О, это выражение лица у Тора! Даже лучше чем то, которое у него появилось, когда Мьёльнир не вернулся к нему в руку во время драки с троллями.
«Это что еще за колдовство?», – воскликнул Тор, и Локи от души расхохотался.
– Это мое колдовство, дражайший братец. Это мое колдовство оставило тебя потрепанным и избитым.
Локи собирался было пересмотреть этот момент, когда расставленные вокруг дома чары предупредили его о чьем-то приближении. А когда Обманщик почувствовал идущую от этого кого-то силу, он понял, что его ждет визит крайне нежелательного посетителя.
Быстрого заклинания хватило, чтобы сменить ночное платье на привычное зеленое одеяние, и вот уже Локи встречает Одина в дверях.
– Так, так, так! Должен сказать, это большой сюрприз. К счастью для меня, духи успели прибраться.
– Локи, – произнес Один непривычно тихим голосом. – Я хочу поговорить с тобой.
– В моем доме? Что ж... это странно. Обычно ты призываешь подданных к своему трону. Довольно разумный метод, должен сказать, так как ты общаешься со всеми на своих условиях. В конце концов, кто посмеет бросить вызов Одину в его месте силы? Твой высокий трон дает тебе дополнительное преимущество на твоей же территории.
Один принялся мерить шагами гостиную, избегая смотреть на Локи.
– Я пришел сюда по двум причинам. Первая связана банально с соблюдением закона. Тебе запрещено покидать собственный дом, и если бы я вызвал тебя в свой тронный зал, то заставил бы тебя нарушить условия домашнего ареста. Я не могу позволить себе нести ответственность за это.
Локи не видел в этом проблемы, тем более что и наказание ему назначил сам Один. Какая разница, если он и нарушит его условия? Но вслух он произнес только:
– А вторая причина?
– Я не только правитель Всевечного царства, но и твой отец.
– И что же мой приемный отец хочет мне сказать?
Проигнорировав укол, Один сказал:
– Я обеспокоен. Едва ли ты можешь быть доволен условиями своего домашнего ареста. Локи наиболее счастлив, когда творит свои мелкие делишки на свободе.
– Напротив, я совсем не скучаю по своим мелким делишкам. Меня печалят мои сложные замыслы, которые я не в состоянии завершить во время утомительного заточения.
– Любопытно, что ты упомянул сложные замыслы. Мы недавно как раз стали жертвами одного из таких замыслов.
Локи скрестил руки на груди.
– Да ну?
Его неведение было притворным, и пусть притворство вышло неидеальным, Локи надеялся, что сможет убедить Одина в том, что понятия не имеет, о чем толкует Всеотец.

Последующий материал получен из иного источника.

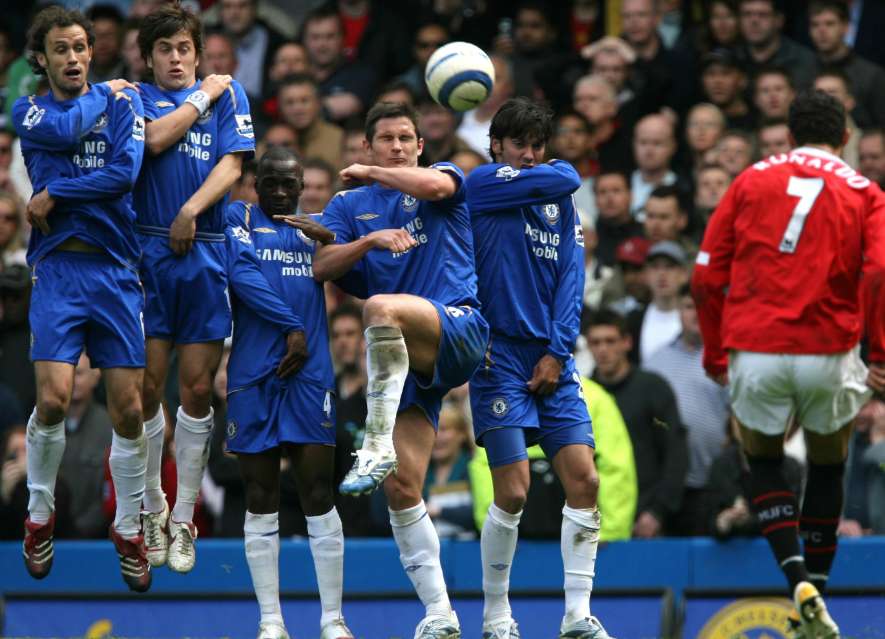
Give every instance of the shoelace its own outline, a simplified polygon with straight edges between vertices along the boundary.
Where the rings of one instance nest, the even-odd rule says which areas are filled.
[[[185,539],[185,535],[187,538]],[[175,546],[176,552],[179,555],[184,555],[185,557],[190,557],[193,552],[194,543],[191,538],[191,531],[187,526],[182,526],[178,529],[178,534],[175,536]]]
[[[427,632],[427,631],[430,631],[430,632],[443,632],[443,631],[451,632],[451,630],[452,630],[452,624],[451,624],[451,622],[449,622],[448,619],[434,619],[433,621],[428,623],[426,626],[424,626],[425,632]],[[429,636],[434,637],[436,635],[429,635]]]
[[[160,519],[160,514],[149,513],[145,515],[145,519],[147,520],[144,527],[145,541],[147,542],[148,548],[156,548],[160,545],[160,535],[162,533],[162,529],[158,521]]]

– После того как я приговорил тебя к домашнему аресту, я решил проехаться на Слейпнире, замаскировавшись под обычного странника. Я хотел...
– Да, я знаю, – пренебрежительно отмахнулся Локи.
Один наконец-то взглянул на сына, удивленный тем обстоятельством, что Обманщик решил признаться в проступке.
Но затем Локи улыбнулся:
– Матушка мне рассказала.
Один вздохнул.
– Ну, разумеется.
Он отвернулся и снова принялся мерить комнату шагами, сложив руки за спиной.
– В поездке я повстречал Хрунгнира, нынешнего предводителя ледяных великанов. Он был верхом на Голдфакси, скоростном золотогривом жеребце. Он не узнал меня, но распознал в Слейпнире прекрасного коня. И тогда Хрунгнир бросил мне вызов – предложил выяснить, чья лошадь быстрее.
– Полагаю, Слейпнир победил.
– Естественно. Но я не стал раскрывать свою личность. Я позволил Хрунгниру думать, будто его одолел обычный старик.
Локи выгнул бровь.
– О, должно быть, он был в ярости, когда узнал, что на самом деле это был ты.
И снова Один одарил Локи пристальным взглядом.
– Он и в самом деле выяснил, что это был я. Но откуда ты это знаешь, сын мой?
– Потому что ты не стал бы утомлять меня до смерти этой невыразимо скучной историей, если бы он этого не узнал.
Во второй раз Один был вынужден согласиться с логикой Локи.
– Когда Хрунгнир выяснил, кем я был на самом деле, он счел личным оскорблением тот факт, что я не раскрыл свою истинную личность.
– Очевидно, – сухо сказал Локи, – Хрунгнир не понимает твоего навязчивого желания быть кем-то еще. И должен признать, раз уж об этом зашел разговор, что его непонимание разделяет большая часть разумного народа, отец.
Один хохотнул.
– Молвил перевертыш. В любом случае, он собрался взять Асгард штурмом, но Тор и остальные смогли остановить его на равнине Иды.
– Да, я слышал Гьяллархорн. Я как раз видел второй сон, когда он меня разбудил. Какая жалость, что я под домашним арестом. Я мог бы помочь моему брату.
– В этом не было необходимости. Ледяные великаны были разбиты, а их предводитель смылся верхом на своем золотом жеребце. Но на обратном пути через горы он наткнулся на Фриггу.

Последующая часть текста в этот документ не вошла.